R. Fox und P. Steinbrenner
LVWO Weinsberg

 

Die Vergangenheit und die Gegenwart sind die Mittel, die Zukunft ist unser Zweck. Dies ist gerade im landwirtschaftlichen Bereich tägliches Brot, denn nach der Ernte wird schon im Hinblick auf die nächste Vegetationsperiode geplant bzw. entscheidende Weichen gestellt. Was waren die besonderen Lehren des Jahres 2005?

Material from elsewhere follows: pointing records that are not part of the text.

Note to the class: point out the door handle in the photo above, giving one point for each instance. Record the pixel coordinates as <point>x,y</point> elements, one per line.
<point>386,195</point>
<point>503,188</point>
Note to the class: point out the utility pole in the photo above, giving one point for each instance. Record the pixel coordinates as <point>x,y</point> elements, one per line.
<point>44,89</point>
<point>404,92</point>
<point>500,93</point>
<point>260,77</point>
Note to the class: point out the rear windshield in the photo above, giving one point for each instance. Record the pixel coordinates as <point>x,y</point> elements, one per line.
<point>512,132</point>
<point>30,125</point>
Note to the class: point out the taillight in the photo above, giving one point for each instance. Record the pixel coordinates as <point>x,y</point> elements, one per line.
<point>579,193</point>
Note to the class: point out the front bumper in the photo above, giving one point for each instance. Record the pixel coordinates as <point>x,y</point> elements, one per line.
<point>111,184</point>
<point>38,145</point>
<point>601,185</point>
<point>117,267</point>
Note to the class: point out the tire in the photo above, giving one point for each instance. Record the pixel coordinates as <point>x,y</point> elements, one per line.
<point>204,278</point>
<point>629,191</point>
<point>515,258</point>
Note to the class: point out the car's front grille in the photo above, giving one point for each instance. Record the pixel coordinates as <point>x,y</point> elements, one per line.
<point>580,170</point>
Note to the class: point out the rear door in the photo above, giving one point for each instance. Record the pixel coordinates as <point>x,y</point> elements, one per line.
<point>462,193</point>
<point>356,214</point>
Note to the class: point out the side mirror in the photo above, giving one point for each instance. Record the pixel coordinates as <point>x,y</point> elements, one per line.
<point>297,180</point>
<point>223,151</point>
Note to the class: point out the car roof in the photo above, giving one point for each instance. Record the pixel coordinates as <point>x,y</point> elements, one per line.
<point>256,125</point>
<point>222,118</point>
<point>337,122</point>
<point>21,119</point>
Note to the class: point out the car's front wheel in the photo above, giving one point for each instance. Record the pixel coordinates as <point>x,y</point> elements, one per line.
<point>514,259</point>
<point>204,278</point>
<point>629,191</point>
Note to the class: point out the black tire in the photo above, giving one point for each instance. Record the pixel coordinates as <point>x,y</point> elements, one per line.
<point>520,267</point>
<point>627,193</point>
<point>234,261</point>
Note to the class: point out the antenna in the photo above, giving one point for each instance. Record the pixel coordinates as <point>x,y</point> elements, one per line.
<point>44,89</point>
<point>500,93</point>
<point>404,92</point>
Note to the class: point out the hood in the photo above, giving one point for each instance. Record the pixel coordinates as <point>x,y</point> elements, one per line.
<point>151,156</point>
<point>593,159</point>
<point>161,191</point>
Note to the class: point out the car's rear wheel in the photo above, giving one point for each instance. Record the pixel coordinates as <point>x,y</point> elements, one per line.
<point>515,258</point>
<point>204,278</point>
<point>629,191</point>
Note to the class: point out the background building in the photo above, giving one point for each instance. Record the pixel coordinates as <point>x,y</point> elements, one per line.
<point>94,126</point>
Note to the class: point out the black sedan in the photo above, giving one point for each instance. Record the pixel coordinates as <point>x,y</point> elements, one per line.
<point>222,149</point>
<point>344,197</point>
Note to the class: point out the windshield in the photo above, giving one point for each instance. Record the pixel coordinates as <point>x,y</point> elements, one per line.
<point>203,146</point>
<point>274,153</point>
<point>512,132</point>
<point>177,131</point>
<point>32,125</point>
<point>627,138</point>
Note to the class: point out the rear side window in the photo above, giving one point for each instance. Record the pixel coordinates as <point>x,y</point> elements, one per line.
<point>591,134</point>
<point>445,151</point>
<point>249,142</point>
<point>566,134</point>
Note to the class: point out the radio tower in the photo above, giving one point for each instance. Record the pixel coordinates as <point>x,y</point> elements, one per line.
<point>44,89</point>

Früher Austrieb, Blüte wie auch Reifebeginn werden kaum noch als etwas Besonderes empfunden. Eher schon der trotz teilweise Wasserknappheit hohe Peronosporadruck bereits um und kurz nach der Blüte sowie im Juli/August. Die nicht ganz optimale Blütewitterung zusammen mit teils erheblichem Botrytisbefall führten letztlich zu geringeren Erträgen als zunächst aufgrund der Gescheinsauszählungen sowie der allgemeinen Vegetationsentwicklung erwartet wurde. Der Bilderbuchstart der Traubenreife weckte hohe Qualitätserwartungen an den heranreifenden Jahrgang, die letztlich auch erfüllt wurden. Lokal besonders hohe Niederschläge im August sowie verbreitet in den ersten Oktobertagen führten fäulnisbedingt - siehe Abbildungen 1 und 2 - zu einer gezwungenermaßen raschen Lese, auch der spätreifen Sorten. Der Jahrgang 2005 kann aus jetziger Sicht trotz des frühen Lesetermines etwa zwischen den Jahrgängen 2003 und 2004 und damit als qualitativ hochwertig eingestuft werden.

 

                                          

Abbildung 1: Links kompakte faule, recht extrem lockere gesunde Rieslingtraube. Lockere Trauben sind kaum botrytisgefährdet

 

Abbildung 2: Eine optimale Laubwandstruktur sichert gesunde Trauben auch bei hohem Botrytisdruck

 

Der fortgeschrittene Vegetationsstand zum Beginn der Reifemessungen am 5. September - siehe Abbildung 3 - macht den positiven Einfluß des Klimawandels mit seinem höheren Energieangebot deutlich. So lagen sowohl der frühreife Schwarzriesling als auch der spätreife Riesling im Vergleich zum langjährigen Mittel bereits zum Reifebeginn auf wesentlich höherem Mostgewichtsniveau bei gleichzeitig geringerem Säuregehalt. Die Reifeentwicklung verlief nahezu parallel mit dem langjährigen Mittel, zunächst steil, dann jedoch bei zunehmend kürzeren Tagen/abnehmenden Vegetationsstunden flacher. Der Mostgewichtsvorteil beider Sorten von 5 bzw. 10° Oechsle zum Lesetermin bei entsprechend reiferen Säuren spricht für die Qualität des Jahrganges 2005.

 

 

Abbildung 3: Reifeentwicklung bei Riesling und Schwarzriesling 2005

(oben Mostgewicht; unten Säure)

 

Die günstigen Bedingungen für die Holzreife, was Energieangebot als auch Nährstoffverfügbarkeit gerade während der Reservestoffeinlagerung kurz vor dem Laubfall angehen, lassen erneut für das kommende Jahr eine gute Fruchtbarkeit erwarten. Das Energieangebot während der Knospenausbildung selbst war jedoch nicht ganz so günstig wie im Vorjahr. Nachdem zum Beispiel beim Trollinger in diesem Jahr verbreitet kaum Überbehang auftrat und gerade diese Sorte deutlich auf Vorjahreserträge reagiert, ist gerade bei dieser Sorte eher wieder mit höherem Fruchtbarkeitspotenzial zu rechnen. In abgeschwächtem Umfang kann dies auch auf andere Sorten übertragen werden, wenn die Erträge 2005 vergleichsweise unterdurchschnittlich waren.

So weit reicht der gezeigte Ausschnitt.